Jon Hamm was a longtime fan of Terry Pratchett and Neil Gaiman’s novel “Good Omens” before Amazon and the BBC developed it into a series, and said he signed on for the show without even reading Gaiman’s scripts. Hamm stars as a nattily dressed Archangel Gabriel in the series, which he describes as part buddy-comedy and part thriller, with some horror thrown in.

Hamm talked to Variety about playing God’s messenger – and how he originally had the celestial character pegged as a posh Brit.

You’ve spoken about your admiration for the book. Can that add pressure – to live up to what is on the page?

I suppose it can; it didn’t necessarily for me. I was just pleased to be asked to be part of it. I haven’t had that experience before, to get an opportunity to work on something that I enjoyed in a completely different aspect. I really loved it. It would be like me getting the chance to work on a “Star Wars” thing because I have been a fan of “Star Wars” all my life.

The Archangel Gabriel character features much more in the series than the novel.

It doesn’t really exist in the book; he’s just mentioned in passing. I felt very confident in trusting Neil, because he co-wrote the book, to come up with a version of the Archangel Gabriel that would be compelling. Then it was working with [director] Douglas [Mackinnon], costume, and hair and makeup, and we all came down on the same side of who this guy is and what he looks like.

Did you have any input?

Neil had already pretty much adapted the six scripts. I hadn’t read them when I said yes to the part. I just said yes.

Once I started reading them, I said I think I know who this guy is: He is that over-officious boss. There’s a version of him from “Office Space,” Lumbergh, there’s a version who’s [Jack] Donaghy [in “30 Rock”] – the towering, confident person who is supremely certain of his own rectitude but is very often totally wrong.

What was your take on how to play the character?

I had thought originally that he was going to be British – this sort of posh upper-class person that would do one thing and tell you another. But Neil said, “No, he’s American, because there’s a certain confidence that American businessmen have.” Trump does it – it’s bulls—, it’s a firm handshake and all this other stuff.

Does the series say something about contemporary events and politics?

When they wrote the book in 1989, the [Berlin] Wall had just fallen. The Cold War had just ended. This existential threat to civilization and humanity and Western culture and the world was going because a couple of people went, “What are we doing? This is dumb….Let’s all back off.”

Because of the nature of TV, it’s harder to play satire. Neil and Terry are such wonderful writers – the prose of the novel provides that.

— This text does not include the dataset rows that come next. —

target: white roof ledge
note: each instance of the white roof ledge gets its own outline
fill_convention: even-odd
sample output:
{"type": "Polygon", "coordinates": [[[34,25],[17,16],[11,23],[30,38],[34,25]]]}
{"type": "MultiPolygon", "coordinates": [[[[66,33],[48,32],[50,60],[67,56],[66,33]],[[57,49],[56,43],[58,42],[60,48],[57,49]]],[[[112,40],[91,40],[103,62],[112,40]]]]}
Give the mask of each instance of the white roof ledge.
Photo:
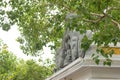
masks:
{"type": "MultiPolygon", "coordinates": [[[[68,66],[64,67],[63,69],[57,71],[54,73],[51,77],[47,78],[46,80],[68,80],[64,79],[67,76],[70,76],[71,74],[74,74],[75,72],[84,72],[90,68],[120,68],[120,55],[113,55],[112,59],[112,65],[104,66],[103,61],[104,58],[100,58],[101,62],[99,65],[97,65],[90,57],[78,58],[72,63],[70,63],[68,66]]],[[[87,80],[108,80],[108,79],[87,79],[87,80]]],[[[113,80],[113,79],[110,79],[113,80]]],[[[117,79],[114,79],[117,80],[117,79]]]]}

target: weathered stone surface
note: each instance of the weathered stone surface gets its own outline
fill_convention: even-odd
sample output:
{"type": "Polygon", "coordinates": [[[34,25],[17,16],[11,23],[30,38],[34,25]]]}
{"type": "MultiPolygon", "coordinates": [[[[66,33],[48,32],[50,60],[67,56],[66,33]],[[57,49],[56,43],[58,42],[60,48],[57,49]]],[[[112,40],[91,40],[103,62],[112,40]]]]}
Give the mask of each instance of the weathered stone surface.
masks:
{"type": "Polygon", "coordinates": [[[58,70],[67,66],[78,57],[85,56],[85,52],[80,46],[85,35],[88,39],[92,38],[91,31],[87,31],[85,34],[80,34],[77,31],[66,30],[62,40],[62,47],[56,51],[56,65],[58,70]]]}

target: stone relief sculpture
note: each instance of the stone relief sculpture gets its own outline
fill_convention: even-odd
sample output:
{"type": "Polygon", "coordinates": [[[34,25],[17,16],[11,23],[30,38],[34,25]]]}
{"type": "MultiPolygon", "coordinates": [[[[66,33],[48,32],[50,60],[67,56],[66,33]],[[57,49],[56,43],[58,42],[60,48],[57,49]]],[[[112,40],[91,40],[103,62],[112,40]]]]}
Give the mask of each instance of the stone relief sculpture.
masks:
{"type": "Polygon", "coordinates": [[[87,35],[88,38],[92,36],[90,31],[86,34],[80,34],[77,31],[66,30],[62,41],[62,47],[56,51],[57,70],[67,66],[78,57],[83,56],[84,51],[81,49],[80,44],[84,35],[87,35]]]}

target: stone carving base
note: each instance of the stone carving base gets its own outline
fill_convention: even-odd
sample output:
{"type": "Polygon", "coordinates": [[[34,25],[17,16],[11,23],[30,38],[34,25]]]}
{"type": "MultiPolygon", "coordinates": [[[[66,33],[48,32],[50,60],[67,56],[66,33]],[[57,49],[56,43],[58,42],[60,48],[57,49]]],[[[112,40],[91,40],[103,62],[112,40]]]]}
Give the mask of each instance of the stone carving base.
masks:
{"type": "Polygon", "coordinates": [[[120,80],[120,55],[113,55],[112,60],[108,67],[102,62],[96,65],[89,56],[78,58],[46,80],[120,80]]]}

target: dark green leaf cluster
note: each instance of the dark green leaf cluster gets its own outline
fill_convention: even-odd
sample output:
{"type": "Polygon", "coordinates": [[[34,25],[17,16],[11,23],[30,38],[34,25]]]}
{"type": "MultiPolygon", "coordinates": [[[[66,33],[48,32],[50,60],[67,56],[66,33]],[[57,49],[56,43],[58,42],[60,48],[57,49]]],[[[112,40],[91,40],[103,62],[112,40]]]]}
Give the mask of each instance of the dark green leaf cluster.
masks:
{"type": "Polygon", "coordinates": [[[119,0],[9,0],[6,5],[12,10],[1,13],[8,16],[9,24],[3,23],[1,15],[0,20],[4,30],[9,25],[19,26],[18,42],[25,54],[38,55],[49,42],[56,49],[66,28],[81,33],[91,30],[92,41],[83,40],[82,44],[87,49],[91,42],[98,47],[120,42],[119,4],[119,0]]]}

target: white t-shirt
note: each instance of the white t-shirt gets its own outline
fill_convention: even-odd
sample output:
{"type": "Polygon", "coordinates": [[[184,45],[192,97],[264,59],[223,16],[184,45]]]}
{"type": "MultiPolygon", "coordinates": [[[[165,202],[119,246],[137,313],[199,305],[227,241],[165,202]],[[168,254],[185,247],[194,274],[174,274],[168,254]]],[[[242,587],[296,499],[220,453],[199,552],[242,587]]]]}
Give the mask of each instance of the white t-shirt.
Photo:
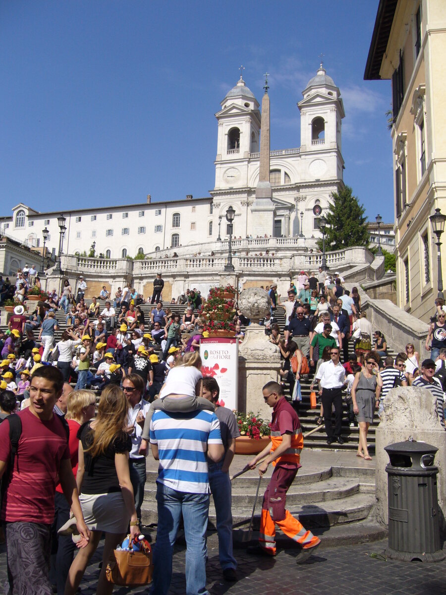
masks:
{"type": "Polygon", "coordinates": [[[339,327],[336,324],[336,322],[332,321],[330,322],[319,322],[316,325],[315,328],[315,333],[317,334],[322,334],[323,332],[323,327],[325,326],[326,324],[329,324],[331,325],[331,333],[330,333],[330,337],[332,337],[334,339],[336,340],[336,345],[339,347],[339,340],[338,339],[338,333],[339,333],[339,327]]]}
{"type": "Polygon", "coordinates": [[[194,397],[197,383],[202,378],[203,374],[194,366],[175,366],[167,375],[159,398],[164,399],[169,394],[187,394],[194,397]]]}

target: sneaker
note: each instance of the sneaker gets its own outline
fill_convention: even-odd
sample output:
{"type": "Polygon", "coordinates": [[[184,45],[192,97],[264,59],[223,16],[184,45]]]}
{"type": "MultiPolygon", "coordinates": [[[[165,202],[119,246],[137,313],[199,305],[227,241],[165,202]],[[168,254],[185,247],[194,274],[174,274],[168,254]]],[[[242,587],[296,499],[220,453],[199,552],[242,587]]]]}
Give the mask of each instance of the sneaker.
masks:
{"type": "Polygon", "coordinates": [[[235,568],[225,568],[223,571],[223,578],[229,583],[235,583],[237,581],[237,574],[235,568]]]}
{"type": "Polygon", "coordinates": [[[275,556],[275,552],[273,552],[272,550],[267,549],[266,547],[262,547],[258,544],[256,546],[248,546],[246,548],[246,552],[249,554],[254,554],[255,556],[275,556]]]}

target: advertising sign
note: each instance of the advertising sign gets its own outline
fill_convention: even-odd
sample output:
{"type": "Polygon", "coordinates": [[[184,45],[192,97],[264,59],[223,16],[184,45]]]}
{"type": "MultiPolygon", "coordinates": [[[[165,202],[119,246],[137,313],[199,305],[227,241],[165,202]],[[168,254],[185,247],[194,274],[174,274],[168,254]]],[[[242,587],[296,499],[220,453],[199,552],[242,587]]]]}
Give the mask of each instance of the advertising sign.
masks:
{"type": "Polygon", "coordinates": [[[238,339],[203,337],[200,356],[203,377],[215,378],[220,387],[220,404],[238,409],[238,339]]]}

That part is lessened in the show, but there is a satiric element.

What does the series say about faith?

If it’s promoting anything, its faith in your fellow man, faith in humanity, not in an indifferent god or an indifferent devil. They’re doing their own thing, whereas humanity, we’re the people that have to live here.

Neil Gaiman has talked about honoring Terry Pratchett’s legacy. What would he have made of the series?

I honestly think – and I never got to meet him – that he would be tremendously pleased. Neil tells the story that this was his dying request that he adapt this, and he did it, and what a wonderful legacy to pass onto a dear friend.

Is making a high-end series like “Good Omens” indistinguishable from making a movie?

We’re living in a time when the traditional definitions are out the window. You could call this a limited series, a six-hour movie, an adaptation, a million different things. And you are invited to consume it in whatever way you like.

Do you distinguish between broadcast, cable, linear, streaming and so forth when thinking about projects?

The interesting thing about where we are now in the media landscape is [that] the challenge isn’t getting things made. It’s getting them seen and recognized. It has to have something that will break through the noise and the clutter, whether that’s an award-winning author of a prize-winning book, or a movie star, or this or that. There’s got to be something.